The final issue of New Scientist for 1996 carried an article entitled "Death Knell for Martian Life." Was all that media hype for naught? What will NASA do now? Wait! Another putative Martian rock may save the day.

Picked up in Antarctica in 1974, meteorite EETA 79001 weighs 7.9 kilograms and is superficially unimpressive. Inside, though, researchers I.P. Wright and C.T. Pillinger found a surprising quantity of organic compounds -- actually 1.5 parts per thousand by mass. This fraction is so large that terrestrial contamination seems remote.
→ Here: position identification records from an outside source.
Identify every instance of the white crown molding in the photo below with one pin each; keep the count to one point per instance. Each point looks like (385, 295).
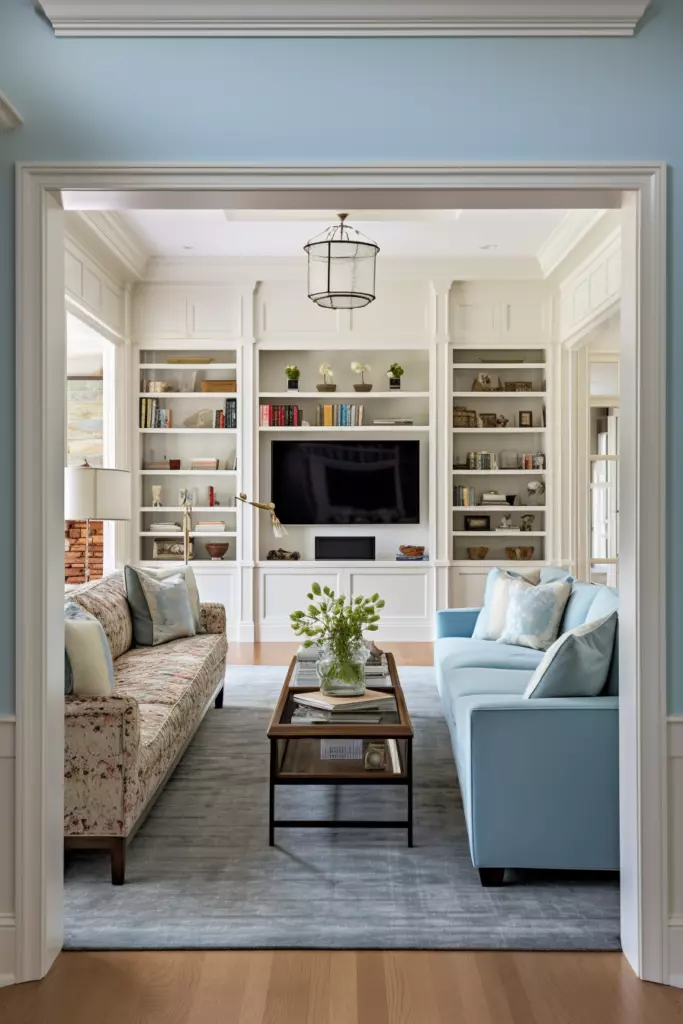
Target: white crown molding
(565, 237)
(9, 117)
(120, 239)
(344, 17)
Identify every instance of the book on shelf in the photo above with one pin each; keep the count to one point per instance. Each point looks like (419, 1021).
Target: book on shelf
(369, 699)
(309, 716)
(281, 416)
(396, 421)
(152, 415)
(465, 496)
(339, 415)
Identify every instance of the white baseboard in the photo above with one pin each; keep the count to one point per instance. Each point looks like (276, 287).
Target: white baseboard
(7, 949)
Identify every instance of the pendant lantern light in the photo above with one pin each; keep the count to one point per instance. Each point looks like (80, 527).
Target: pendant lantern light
(341, 267)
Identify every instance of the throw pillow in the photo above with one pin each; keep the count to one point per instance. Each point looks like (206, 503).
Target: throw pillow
(160, 606)
(535, 613)
(578, 664)
(88, 653)
(491, 621)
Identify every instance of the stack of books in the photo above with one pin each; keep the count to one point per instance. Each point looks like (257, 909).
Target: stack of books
(281, 416)
(340, 415)
(315, 708)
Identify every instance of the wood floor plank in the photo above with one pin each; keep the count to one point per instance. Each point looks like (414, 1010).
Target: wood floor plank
(304, 987)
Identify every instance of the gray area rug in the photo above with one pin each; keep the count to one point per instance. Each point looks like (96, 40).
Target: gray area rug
(201, 873)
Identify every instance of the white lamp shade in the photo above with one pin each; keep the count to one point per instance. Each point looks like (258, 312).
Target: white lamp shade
(96, 494)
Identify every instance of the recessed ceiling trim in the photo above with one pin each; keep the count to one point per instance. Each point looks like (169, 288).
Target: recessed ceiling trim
(9, 117)
(344, 17)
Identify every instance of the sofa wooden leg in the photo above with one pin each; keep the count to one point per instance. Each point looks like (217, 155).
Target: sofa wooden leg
(492, 876)
(118, 855)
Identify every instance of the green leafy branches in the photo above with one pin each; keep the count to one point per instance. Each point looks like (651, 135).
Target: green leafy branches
(336, 621)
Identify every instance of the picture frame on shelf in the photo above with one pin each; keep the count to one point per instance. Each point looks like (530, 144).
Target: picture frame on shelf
(477, 522)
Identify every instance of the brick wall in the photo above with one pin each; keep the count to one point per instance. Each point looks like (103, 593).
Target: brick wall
(75, 551)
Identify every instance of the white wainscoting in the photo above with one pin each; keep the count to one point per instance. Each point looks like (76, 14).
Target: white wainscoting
(675, 778)
(7, 960)
(408, 591)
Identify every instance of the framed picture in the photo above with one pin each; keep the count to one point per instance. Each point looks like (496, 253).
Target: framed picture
(475, 522)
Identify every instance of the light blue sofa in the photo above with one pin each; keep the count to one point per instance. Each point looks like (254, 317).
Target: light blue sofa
(539, 777)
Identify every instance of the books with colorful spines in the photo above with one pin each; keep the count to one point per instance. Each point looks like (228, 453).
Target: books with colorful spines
(371, 698)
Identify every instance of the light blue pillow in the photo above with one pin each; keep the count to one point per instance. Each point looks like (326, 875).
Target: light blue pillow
(535, 613)
(160, 606)
(87, 652)
(491, 621)
(578, 664)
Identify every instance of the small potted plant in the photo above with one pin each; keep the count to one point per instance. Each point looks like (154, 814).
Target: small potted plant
(394, 373)
(293, 373)
(326, 372)
(361, 369)
(337, 625)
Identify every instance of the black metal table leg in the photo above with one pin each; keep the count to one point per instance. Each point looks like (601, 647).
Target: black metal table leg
(271, 800)
(409, 765)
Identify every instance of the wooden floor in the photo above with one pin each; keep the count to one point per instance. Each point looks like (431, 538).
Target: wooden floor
(340, 988)
(304, 987)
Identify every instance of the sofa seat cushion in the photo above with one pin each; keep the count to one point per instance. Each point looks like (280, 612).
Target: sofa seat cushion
(462, 652)
(162, 675)
(105, 599)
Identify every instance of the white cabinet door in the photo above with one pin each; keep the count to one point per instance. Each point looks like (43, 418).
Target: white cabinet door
(161, 312)
(214, 312)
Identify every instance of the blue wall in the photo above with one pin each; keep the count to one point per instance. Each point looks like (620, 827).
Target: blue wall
(289, 100)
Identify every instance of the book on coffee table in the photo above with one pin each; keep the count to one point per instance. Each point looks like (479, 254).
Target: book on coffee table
(369, 699)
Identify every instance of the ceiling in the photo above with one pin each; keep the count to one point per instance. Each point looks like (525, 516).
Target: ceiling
(401, 233)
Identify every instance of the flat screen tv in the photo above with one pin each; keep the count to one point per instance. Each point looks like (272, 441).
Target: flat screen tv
(345, 482)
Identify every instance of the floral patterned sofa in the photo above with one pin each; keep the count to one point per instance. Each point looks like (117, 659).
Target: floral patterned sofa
(121, 750)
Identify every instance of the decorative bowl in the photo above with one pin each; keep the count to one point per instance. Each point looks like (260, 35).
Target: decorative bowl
(216, 551)
(477, 553)
(522, 554)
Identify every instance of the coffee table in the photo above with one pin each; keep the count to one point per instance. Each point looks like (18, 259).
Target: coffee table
(296, 750)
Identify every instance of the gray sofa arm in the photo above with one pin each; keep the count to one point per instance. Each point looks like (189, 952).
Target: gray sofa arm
(213, 616)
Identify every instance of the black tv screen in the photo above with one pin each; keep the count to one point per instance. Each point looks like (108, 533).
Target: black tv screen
(345, 482)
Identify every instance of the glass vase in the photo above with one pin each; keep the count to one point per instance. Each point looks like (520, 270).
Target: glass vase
(342, 677)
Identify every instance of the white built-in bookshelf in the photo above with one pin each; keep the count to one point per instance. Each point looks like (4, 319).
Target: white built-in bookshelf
(179, 423)
(501, 426)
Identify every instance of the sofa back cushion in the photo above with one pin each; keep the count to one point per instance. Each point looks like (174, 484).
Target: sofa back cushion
(105, 599)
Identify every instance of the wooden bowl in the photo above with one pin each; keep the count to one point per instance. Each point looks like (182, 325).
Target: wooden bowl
(216, 551)
(477, 553)
(523, 554)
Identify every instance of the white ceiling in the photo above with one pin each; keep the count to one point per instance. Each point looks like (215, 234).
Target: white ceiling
(421, 233)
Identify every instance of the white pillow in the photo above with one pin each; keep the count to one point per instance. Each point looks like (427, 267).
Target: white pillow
(535, 613)
(88, 652)
(491, 621)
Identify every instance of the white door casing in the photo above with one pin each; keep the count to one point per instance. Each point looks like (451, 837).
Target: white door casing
(39, 491)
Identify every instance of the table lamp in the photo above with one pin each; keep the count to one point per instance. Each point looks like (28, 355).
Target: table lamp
(91, 493)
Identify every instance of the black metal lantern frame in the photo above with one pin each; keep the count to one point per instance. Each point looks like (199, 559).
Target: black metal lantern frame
(341, 267)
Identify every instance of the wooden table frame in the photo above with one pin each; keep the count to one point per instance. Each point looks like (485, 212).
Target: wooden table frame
(401, 730)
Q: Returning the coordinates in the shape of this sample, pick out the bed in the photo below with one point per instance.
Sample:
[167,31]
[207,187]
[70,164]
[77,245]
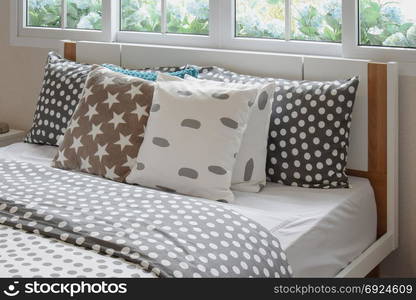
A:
[326,222]
[324,233]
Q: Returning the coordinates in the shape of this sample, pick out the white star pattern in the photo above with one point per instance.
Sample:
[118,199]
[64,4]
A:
[92,111]
[76,144]
[131,162]
[74,124]
[107,81]
[111,173]
[140,111]
[135,91]
[117,120]
[85,164]
[88,92]
[96,130]
[106,139]
[111,100]
[124,141]
[61,157]
[101,152]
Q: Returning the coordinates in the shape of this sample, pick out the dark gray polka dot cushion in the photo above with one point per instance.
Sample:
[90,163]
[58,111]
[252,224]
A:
[309,129]
[62,88]
[309,133]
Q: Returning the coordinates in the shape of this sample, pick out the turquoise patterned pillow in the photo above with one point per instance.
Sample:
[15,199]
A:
[150,75]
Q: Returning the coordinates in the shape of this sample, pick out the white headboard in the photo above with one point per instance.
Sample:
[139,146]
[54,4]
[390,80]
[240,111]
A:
[374,138]
[295,67]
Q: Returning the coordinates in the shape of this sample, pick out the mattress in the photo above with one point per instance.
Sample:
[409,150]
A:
[322,231]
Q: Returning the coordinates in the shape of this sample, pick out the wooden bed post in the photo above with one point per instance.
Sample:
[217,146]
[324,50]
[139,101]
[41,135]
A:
[70,50]
[377,141]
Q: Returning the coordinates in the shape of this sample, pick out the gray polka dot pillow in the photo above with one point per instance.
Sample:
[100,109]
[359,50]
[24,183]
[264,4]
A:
[309,133]
[62,88]
[309,128]
[249,174]
[193,134]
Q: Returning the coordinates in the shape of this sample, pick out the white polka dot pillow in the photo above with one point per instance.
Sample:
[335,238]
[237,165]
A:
[309,133]
[192,137]
[63,84]
[309,129]
[249,174]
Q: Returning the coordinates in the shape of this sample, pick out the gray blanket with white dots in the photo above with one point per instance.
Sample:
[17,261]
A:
[167,234]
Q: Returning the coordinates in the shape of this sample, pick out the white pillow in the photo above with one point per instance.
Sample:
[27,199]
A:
[193,134]
[249,173]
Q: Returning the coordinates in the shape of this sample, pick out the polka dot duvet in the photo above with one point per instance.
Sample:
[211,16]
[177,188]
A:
[160,234]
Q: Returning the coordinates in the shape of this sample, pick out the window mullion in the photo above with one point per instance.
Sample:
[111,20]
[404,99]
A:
[64,15]
[288,19]
[110,19]
[349,27]
[163,15]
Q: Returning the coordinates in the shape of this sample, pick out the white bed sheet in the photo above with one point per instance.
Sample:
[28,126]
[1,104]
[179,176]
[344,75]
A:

Furthermore, the organic component contains 4% more carbon-12 (relative to carbon-13) than the adjacent carbonate minerals. This is strong evidence that the organics had a biological origin. Similar tests on the media-hyped Martian meteorite ALH 84001 yielded the same carbon ratios. Pillinger remarked:

"These results offer the strongest support yet for the hypothesis that life once existed on the planet."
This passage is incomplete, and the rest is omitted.